AI in Mobile Apps
Artificial Intelligence is the biggest thing in the world right now, according to Statista by 2025, AI would have a market cap of 85 billion US dollar.
What is Artificial Intelligence?
Artificial Intelligence is intelligence demonstrated by the machines. Any task that requires human intelligence for the completion which can be completed by machines can be categorised as AI.
AI has been already used in several critical fields like credit card fraud detection, advanced problem-solving in physics etc. There are two types of AI, Narrow AI and General AI.
We see narrow AI around us every day; it can do specific tasks without the need for human intelligence. Unlike Narrow AI, General AI is the future; we usually see GAI in movies where it can do multiple tasks and think on its own.
Is Machine learning and AI the same?
No, Machine learning is one of the subfields of AI. It can recognise hidden patterns from the data without explicitly programmed where to look.
Other subfields of AI are Neural Network, Deep learning, Computer vision, Natural language processing.
But how is any of this related to the Mobile Apps? What are the technologies used in AI?
Let’s answer these questions now!
The most popular AI technologies that can be used in mobile apps are
· Speech Recognition Technology
This is one of the most popular AI technologies that is already used by several apps.
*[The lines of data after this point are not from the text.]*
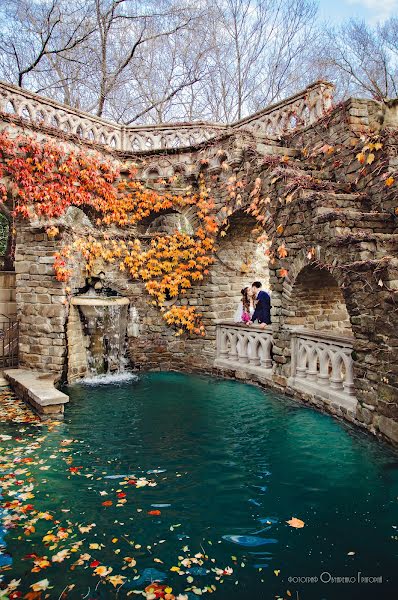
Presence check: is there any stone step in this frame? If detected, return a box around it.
[0,288,16,302]
[314,206,398,234]
[0,301,17,321]
[335,232,398,260]
[299,190,371,212]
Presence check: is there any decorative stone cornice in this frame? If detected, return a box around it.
[0,81,333,153]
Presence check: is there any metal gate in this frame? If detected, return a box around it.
[0,315,19,369]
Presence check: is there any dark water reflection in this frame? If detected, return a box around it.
[2,373,398,600]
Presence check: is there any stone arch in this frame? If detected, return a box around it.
[20,104,32,121]
[4,100,16,115]
[284,263,352,336]
[50,115,59,129]
[142,165,161,182]
[35,110,46,125]
[209,210,269,320]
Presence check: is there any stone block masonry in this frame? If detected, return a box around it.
[0,79,398,442]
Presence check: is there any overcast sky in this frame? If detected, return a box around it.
[319,0,398,24]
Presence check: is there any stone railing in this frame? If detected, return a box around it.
[232,81,334,139]
[0,82,333,152]
[288,329,356,409]
[215,322,272,377]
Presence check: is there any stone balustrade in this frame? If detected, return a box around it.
[0,82,333,152]
[232,81,334,139]
[215,322,272,377]
[288,329,356,409]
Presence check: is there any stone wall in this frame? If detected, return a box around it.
[15,223,68,375]
[0,271,17,321]
[3,90,398,441]
[285,266,352,336]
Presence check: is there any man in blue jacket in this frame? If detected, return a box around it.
[251,281,271,325]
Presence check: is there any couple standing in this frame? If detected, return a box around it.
[235,281,271,327]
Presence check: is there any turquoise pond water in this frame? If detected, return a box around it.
[0,373,398,600]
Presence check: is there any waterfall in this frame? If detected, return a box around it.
[71,295,129,377]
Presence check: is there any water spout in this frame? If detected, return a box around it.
[71,293,129,376]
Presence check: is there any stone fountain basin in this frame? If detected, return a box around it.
[70,296,130,306]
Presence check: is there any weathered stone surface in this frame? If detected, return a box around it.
[4,369,69,420]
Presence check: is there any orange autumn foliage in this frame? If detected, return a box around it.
[0,132,219,335]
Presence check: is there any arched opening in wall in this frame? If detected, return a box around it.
[285,265,352,336]
[143,211,194,235]
[0,213,10,267]
[209,210,270,321]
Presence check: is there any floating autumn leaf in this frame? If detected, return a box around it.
[51,549,70,562]
[29,579,50,592]
[278,244,287,258]
[286,517,304,529]
[90,560,101,569]
[356,152,366,165]
[94,566,113,577]
[107,575,127,587]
The personal AI assistant bots such as Google Assistant, Apple Siri or Amazon Alexa primarily works with speech Recognition Technology. The Speech Recognition technology is slowly becoming a must-have feature in all the apps due to its ease of use.
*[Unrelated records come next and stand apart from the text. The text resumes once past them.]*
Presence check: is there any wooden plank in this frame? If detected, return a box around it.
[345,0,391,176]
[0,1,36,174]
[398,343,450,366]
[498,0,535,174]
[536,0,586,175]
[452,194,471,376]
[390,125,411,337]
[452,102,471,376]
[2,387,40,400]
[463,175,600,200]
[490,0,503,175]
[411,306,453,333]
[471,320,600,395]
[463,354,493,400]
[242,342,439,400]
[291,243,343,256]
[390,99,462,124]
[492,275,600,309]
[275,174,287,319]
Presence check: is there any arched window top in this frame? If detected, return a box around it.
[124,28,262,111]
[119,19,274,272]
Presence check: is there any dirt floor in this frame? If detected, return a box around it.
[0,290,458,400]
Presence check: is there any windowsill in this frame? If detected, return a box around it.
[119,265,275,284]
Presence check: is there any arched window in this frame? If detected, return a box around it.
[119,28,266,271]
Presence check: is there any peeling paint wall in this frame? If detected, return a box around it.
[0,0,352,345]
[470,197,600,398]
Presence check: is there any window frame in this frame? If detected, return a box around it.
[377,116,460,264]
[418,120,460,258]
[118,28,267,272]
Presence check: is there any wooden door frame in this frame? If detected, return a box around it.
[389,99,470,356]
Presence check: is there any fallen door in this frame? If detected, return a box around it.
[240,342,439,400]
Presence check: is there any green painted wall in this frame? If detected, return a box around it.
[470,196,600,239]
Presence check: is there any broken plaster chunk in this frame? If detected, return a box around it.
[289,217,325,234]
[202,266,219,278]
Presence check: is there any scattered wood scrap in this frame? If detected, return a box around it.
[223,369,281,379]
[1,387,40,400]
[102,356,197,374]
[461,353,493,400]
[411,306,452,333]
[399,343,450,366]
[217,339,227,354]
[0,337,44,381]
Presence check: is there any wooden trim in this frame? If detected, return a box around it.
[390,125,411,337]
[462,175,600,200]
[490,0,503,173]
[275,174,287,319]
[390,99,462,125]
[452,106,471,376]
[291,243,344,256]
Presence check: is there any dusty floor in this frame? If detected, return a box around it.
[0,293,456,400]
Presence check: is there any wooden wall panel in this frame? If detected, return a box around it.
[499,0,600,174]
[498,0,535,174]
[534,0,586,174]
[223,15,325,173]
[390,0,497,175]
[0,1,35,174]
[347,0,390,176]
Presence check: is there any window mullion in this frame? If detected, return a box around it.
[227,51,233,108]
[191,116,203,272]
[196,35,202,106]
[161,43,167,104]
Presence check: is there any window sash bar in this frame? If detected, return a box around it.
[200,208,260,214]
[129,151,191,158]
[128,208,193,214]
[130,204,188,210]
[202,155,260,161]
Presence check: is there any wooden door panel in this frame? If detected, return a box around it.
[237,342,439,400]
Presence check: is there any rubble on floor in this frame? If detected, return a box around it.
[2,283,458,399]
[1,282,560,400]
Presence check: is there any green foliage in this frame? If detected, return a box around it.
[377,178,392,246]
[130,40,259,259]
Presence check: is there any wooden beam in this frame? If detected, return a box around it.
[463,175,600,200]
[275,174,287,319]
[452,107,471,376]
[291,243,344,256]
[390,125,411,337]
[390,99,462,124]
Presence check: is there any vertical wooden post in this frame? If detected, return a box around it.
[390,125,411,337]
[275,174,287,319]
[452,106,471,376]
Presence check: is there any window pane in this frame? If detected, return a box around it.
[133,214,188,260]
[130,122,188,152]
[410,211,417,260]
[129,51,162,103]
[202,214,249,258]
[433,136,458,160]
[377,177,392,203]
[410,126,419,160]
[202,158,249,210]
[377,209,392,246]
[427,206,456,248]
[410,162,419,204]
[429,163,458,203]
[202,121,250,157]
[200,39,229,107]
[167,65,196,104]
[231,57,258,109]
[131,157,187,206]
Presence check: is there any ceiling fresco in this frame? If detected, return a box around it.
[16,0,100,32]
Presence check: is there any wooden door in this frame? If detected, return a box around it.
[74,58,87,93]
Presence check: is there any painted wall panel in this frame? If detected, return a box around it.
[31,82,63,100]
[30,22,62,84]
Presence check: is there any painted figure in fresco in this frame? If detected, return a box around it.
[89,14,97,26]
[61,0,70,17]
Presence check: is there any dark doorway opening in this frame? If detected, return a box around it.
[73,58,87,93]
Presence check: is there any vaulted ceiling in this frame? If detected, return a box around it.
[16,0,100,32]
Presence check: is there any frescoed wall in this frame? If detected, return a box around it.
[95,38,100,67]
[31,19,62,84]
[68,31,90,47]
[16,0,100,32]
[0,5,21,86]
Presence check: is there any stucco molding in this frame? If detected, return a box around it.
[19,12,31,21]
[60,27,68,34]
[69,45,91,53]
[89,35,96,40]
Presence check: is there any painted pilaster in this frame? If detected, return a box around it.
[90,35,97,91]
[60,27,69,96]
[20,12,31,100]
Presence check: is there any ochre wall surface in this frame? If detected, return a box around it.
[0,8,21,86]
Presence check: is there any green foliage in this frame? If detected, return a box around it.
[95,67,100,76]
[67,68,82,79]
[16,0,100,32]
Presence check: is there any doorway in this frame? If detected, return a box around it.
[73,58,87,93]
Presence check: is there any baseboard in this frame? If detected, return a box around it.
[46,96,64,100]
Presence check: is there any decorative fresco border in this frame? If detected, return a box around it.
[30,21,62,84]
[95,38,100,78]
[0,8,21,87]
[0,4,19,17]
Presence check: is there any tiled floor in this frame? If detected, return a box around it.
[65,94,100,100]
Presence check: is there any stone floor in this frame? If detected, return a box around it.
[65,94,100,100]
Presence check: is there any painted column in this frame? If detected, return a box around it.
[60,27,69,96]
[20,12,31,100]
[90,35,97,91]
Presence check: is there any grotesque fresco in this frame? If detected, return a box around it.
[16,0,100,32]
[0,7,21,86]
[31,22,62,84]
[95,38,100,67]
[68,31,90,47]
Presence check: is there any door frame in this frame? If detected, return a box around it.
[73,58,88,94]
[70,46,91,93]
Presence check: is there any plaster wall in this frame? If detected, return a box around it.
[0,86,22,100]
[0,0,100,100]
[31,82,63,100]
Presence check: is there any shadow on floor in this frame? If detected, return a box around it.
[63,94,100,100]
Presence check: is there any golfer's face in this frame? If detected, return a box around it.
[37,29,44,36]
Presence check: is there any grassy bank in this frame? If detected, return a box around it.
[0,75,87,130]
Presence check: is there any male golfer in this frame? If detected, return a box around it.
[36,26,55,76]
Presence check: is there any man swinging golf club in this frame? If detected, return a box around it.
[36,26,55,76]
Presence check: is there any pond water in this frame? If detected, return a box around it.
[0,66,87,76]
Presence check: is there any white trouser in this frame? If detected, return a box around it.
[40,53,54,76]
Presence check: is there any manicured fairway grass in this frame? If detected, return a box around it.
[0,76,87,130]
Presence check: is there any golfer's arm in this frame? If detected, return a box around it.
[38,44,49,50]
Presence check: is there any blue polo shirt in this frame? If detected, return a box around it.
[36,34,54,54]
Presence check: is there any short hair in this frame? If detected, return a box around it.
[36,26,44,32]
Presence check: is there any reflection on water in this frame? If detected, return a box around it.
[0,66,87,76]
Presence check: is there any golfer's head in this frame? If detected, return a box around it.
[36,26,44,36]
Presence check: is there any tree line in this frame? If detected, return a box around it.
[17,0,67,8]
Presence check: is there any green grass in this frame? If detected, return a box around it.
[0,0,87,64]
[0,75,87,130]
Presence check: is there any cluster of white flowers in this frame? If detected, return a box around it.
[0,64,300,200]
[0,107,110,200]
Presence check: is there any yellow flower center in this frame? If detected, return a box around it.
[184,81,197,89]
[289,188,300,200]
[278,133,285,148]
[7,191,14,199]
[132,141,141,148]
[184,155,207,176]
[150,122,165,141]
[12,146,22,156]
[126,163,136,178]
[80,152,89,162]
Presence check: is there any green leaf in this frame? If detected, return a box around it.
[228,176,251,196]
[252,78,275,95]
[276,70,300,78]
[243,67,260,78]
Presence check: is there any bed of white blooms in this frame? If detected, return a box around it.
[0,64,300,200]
Chatbots are again used by several web and mobile applications. It can interact with people and educate them about the process or help them get any specific information. Virtual assistants like Google Assistant, Apple Siri, Amazon Alexa are advanced chatbots in the industry that can perform a wide range of tasks.
· Natural Language Processing (NLP)
NLP concerns interactions between the computer and human language on how to process a huge amount of natural language data. Some of the examples are Optical Character Recognition, Speech Recognition, Text-to-Speech Recognition and Word segmentation.
Biometrics can help computers or the software to understand and analyse human physical behaviour. Most common applications are in gesture control, voice and sensory recognition. It can be used in market research; organisations like 3VR, Affectiva, Agnitio, FaceFirst etc. used this technology.
· Emotion Recognition
Another new technology that can help machines to read human emotion using advanced image processing and audio data. The subtle voice changes intonation are captured, and the Machine can analyse the data.
· Image Recognition
Image recognition is already widely used by a lot of apps. Google uses this technology in a lot of its apps like Google Photos to automatically organise and search for images, Google Lens for live recognition of the pictures. The other applications include detecting license plates, diagnosing diseases, authenticating users etc.
· Machine Learning Platforms
Suppose an app needs to implement forecasting and classification. In that case, there are various ML platforms providers from Amazon, Google, Microsoft etc. These tools, combined with AI developers, can help businesses across industries in several ways.